Then in the driver callback implementation we use the enum type we need:

    enum counter_signal_level signal_level = COUNTER_SIGNAL_HIGH;
    ...
    *val = signal_level;

Is that what you have in mind?

> > 
> >>> +		device_del(&counter->dev);
> >>> +		counter_sysfs_free(counter);
> >>
> >> Should sysfs be freed before deleting device? I think sysfs might be
> >> using dev still.
> > 
> > I think it's the other way around isn't it? The Counter sysfs memory
> > should stay alive for the lifetime of the device. Once the device is
> > deleted, there's nothing left to access those struct attributes, so that
> > memory can now be freed. Correct me if my reasoning is wrong here.
> 
> I think you are right. I was thinking that device_del() would free
> memory, but it doesn't. It also looks like other drivers call
> device_put() after this, so maybe needed here too?

Do you mean put_device()? Hmm, I think you might be right; the
documentation comment states that put_device() should always be used to
give up the reference after a device_add() call. At the very least, I
need to call put_device() after a device_add() failure.

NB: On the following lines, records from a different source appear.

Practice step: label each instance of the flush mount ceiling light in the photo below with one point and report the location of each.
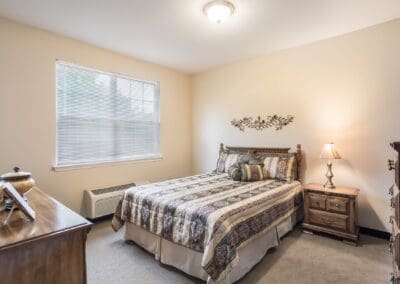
(218, 10)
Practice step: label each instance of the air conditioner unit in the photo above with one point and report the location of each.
(104, 201)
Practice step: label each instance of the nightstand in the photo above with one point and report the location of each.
(332, 211)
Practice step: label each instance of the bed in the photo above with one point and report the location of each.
(210, 226)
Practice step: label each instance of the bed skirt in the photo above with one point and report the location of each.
(189, 261)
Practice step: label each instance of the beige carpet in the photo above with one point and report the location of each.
(301, 258)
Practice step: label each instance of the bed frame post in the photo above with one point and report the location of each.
(299, 157)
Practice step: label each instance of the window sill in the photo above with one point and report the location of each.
(143, 159)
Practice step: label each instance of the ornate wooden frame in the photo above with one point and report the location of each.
(299, 154)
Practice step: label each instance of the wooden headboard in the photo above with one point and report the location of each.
(299, 155)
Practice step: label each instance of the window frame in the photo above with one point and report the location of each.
(131, 160)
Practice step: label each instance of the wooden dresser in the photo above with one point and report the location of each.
(49, 250)
(332, 211)
(394, 218)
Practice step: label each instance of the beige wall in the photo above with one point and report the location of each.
(345, 90)
(27, 112)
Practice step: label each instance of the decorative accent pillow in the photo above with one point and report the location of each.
(279, 166)
(235, 173)
(251, 172)
(236, 158)
(223, 155)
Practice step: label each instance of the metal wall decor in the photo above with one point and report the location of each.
(259, 124)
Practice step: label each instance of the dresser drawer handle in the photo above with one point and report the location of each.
(391, 278)
(390, 164)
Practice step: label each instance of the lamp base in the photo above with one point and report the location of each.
(329, 176)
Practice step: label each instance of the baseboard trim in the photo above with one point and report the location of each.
(375, 233)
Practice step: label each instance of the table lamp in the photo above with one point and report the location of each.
(329, 152)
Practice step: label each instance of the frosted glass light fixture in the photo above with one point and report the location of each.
(218, 10)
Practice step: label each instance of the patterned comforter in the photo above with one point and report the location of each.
(209, 213)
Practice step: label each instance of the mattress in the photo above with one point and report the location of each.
(210, 214)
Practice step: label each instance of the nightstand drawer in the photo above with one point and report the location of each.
(338, 204)
(327, 219)
(317, 201)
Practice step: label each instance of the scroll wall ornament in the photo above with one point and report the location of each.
(259, 124)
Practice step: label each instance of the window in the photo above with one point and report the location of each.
(104, 117)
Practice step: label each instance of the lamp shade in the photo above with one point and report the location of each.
(329, 152)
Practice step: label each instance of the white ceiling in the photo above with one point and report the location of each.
(176, 33)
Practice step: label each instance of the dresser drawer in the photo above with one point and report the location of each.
(327, 219)
(337, 204)
(317, 201)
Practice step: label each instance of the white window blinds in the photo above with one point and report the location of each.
(104, 117)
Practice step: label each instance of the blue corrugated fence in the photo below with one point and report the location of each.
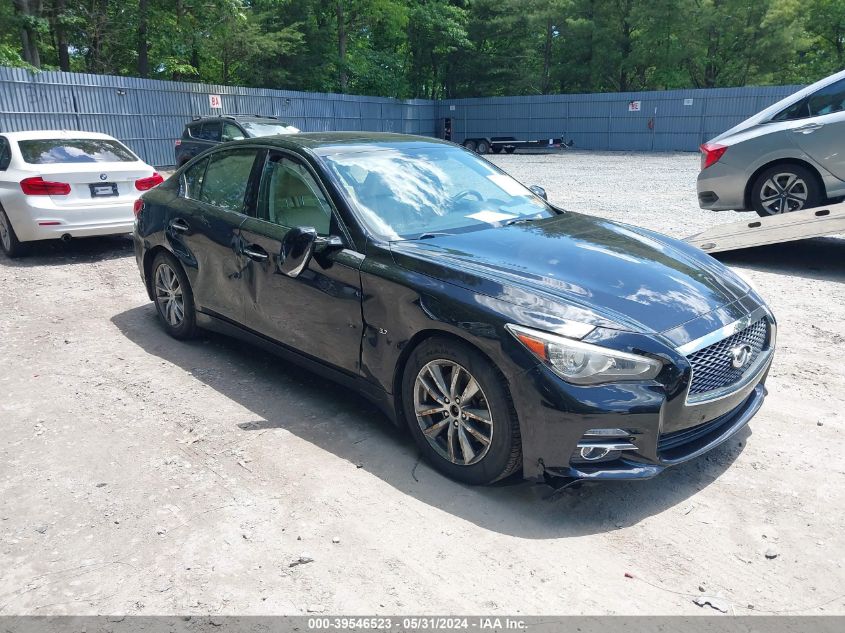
(149, 115)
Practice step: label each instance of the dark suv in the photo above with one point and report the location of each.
(205, 132)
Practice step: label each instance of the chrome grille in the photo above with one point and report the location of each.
(711, 366)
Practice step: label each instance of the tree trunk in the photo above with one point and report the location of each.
(30, 9)
(342, 37)
(547, 61)
(143, 44)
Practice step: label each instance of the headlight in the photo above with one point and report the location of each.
(582, 363)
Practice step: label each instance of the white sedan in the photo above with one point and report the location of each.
(64, 184)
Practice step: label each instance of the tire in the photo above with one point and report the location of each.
(784, 188)
(9, 243)
(472, 460)
(174, 299)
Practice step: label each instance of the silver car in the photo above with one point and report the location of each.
(788, 157)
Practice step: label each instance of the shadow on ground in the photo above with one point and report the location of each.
(821, 258)
(340, 421)
(84, 250)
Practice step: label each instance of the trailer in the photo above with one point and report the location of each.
(509, 144)
(785, 227)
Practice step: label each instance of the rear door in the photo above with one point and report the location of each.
(818, 126)
(203, 228)
(318, 312)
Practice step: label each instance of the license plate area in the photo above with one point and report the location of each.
(103, 189)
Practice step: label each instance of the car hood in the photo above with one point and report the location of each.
(617, 275)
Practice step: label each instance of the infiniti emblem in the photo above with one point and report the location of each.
(740, 355)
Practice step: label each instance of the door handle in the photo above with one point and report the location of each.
(255, 253)
(809, 128)
(179, 225)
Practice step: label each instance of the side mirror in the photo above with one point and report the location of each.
(328, 244)
(539, 191)
(297, 249)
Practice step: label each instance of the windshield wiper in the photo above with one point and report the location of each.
(520, 221)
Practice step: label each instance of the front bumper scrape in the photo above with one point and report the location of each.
(673, 448)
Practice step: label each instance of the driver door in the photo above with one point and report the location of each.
(318, 312)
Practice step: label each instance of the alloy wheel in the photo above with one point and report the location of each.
(168, 294)
(783, 193)
(452, 412)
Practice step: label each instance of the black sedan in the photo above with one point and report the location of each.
(505, 332)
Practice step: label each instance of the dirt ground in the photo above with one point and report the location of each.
(140, 475)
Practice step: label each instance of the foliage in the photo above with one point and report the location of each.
(433, 48)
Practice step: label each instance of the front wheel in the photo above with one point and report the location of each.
(173, 297)
(785, 188)
(460, 413)
(8, 238)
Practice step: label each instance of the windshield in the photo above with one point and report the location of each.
(87, 150)
(267, 129)
(406, 193)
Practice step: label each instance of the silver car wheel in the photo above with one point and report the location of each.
(5, 233)
(168, 293)
(783, 193)
(452, 412)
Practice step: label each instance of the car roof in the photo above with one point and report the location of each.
(327, 143)
(34, 135)
(258, 118)
(767, 113)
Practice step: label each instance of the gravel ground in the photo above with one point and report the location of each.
(139, 475)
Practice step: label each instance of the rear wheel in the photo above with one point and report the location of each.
(784, 188)
(173, 297)
(460, 413)
(8, 239)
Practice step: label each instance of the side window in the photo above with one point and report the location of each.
(192, 180)
(290, 197)
(232, 132)
(227, 179)
(826, 100)
(5, 154)
(210, 131)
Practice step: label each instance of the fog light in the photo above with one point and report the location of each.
(593, 453)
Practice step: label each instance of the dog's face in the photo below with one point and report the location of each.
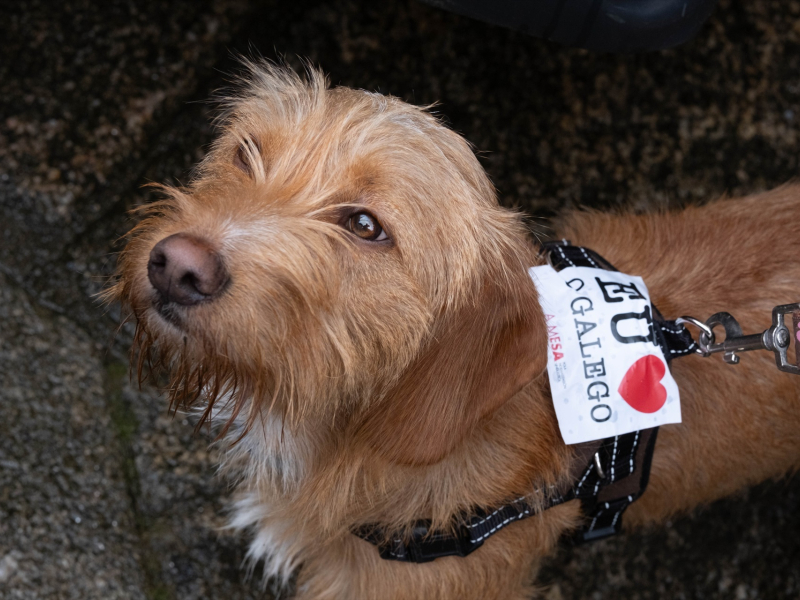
(339, 257)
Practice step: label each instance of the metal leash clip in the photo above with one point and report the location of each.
(776, 339)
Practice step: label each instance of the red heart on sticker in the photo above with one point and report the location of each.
(641, 387)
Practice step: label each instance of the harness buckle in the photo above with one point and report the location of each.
(776, 339)
(425, 546)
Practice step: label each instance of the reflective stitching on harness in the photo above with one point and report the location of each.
(486, 518)
(589, 258)
(633, 449)
(619, 512)
(614, 456)
(501, 525)
(585, 475)
(564, 256)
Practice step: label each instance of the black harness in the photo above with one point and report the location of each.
(613, 472)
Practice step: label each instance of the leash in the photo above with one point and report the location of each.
(609, 474)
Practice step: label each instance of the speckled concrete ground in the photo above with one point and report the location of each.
(102, 493)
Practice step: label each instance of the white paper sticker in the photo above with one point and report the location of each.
(607, 376)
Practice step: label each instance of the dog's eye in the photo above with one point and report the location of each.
(241, 160)
(365, 226)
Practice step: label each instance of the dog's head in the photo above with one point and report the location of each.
(339, 255)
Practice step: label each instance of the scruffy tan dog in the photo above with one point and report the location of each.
(340, 288)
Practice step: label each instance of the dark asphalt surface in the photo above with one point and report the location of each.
(105, 495)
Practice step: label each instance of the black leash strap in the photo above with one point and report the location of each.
(614, 471)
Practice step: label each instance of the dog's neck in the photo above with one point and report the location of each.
(316, 475)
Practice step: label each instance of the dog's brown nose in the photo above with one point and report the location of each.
(186, 270)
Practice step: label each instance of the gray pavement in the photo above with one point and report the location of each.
(105, 495)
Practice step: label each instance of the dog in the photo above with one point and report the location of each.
(339, 288)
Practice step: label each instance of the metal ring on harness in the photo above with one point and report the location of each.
(706, 337)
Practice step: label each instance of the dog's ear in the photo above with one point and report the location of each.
(477, 359)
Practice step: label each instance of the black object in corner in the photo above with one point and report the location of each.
(600, 25)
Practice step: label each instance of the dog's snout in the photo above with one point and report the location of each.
(186, 270)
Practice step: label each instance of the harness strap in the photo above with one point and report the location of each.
(608, 475)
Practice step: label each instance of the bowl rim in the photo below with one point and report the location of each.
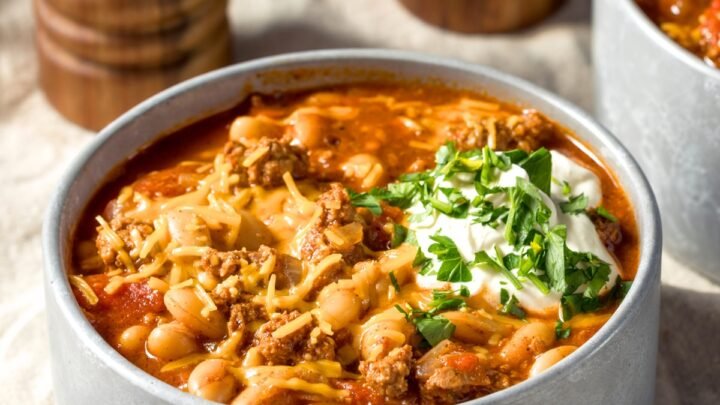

> >>> +static ssize_t counter_data_u8_show(struct device *dev,
> >>> +				    struct device_attribute *attr, char *buf)
> >>> +{
> >>> +	const struct counter_attribute *const a = to_counter_attribute(attr);
> >>> +	struct counter_device *const counter = dev_get_drvdata(dev);
> >>> +	const struct counter_available *const avail = a->data.priv;
> >>> +	int err;
> >>> +	u8 data;
> >>> +
> >>> +	switch (a->type) {
> >>
> >> I don't understand the use of the word "owner" here. What is being "owned"?
> >>
> >> Perhaps "component" would be a better choice?
> > 
> > I wasn't too set on calling this "owner" either, but I'm not sure if
> > "component" would make sense either because I wouldn't label a device
> > attribute as belonging to any particular component (in fact it's quite
> > the opposite).
> > 
> > Perhaps the word "scope" would be better. What do you think? Or would
> > that be too vague as well.
> 
> "scope" makes sense to me.

Okay, I'll make this change then.

> >>> -/**
> >>> - * struct counter_signal_ext - Counter Signal extensions
> >>> - * @name:	attribute name
> >>> - * @read:	read callback for this attribute; may be NULL
> >>> - * @write:	write callback for this attribute; may be NULL
> >>> - * @priv:	data private to the driver
> >>> - */
> >>> -struct counter_signal_ext {
> >>> +enum counter_data_type {
> >>> +	COUNTER_DATA_TYPE_U8,
> >>> +	COUNTER_DATA_TYPE_U64,
> >>> +	COUNTER_DATA_TYPE_BOOL,
> >>> +	COUNTER_DATA_TYPE_SIGNAL,
> >>
> >> Does this mean signal name?
> > 
> > This represents the signal values "high" or "low". With the introduction
> > of this patchset, these values are no longer strings internally so I
> > gave them their own data type here.
> 
> Ah, OK. So maybe COUNTER_DATA_TYPE_SIGNAL_LEVEL would be a better name.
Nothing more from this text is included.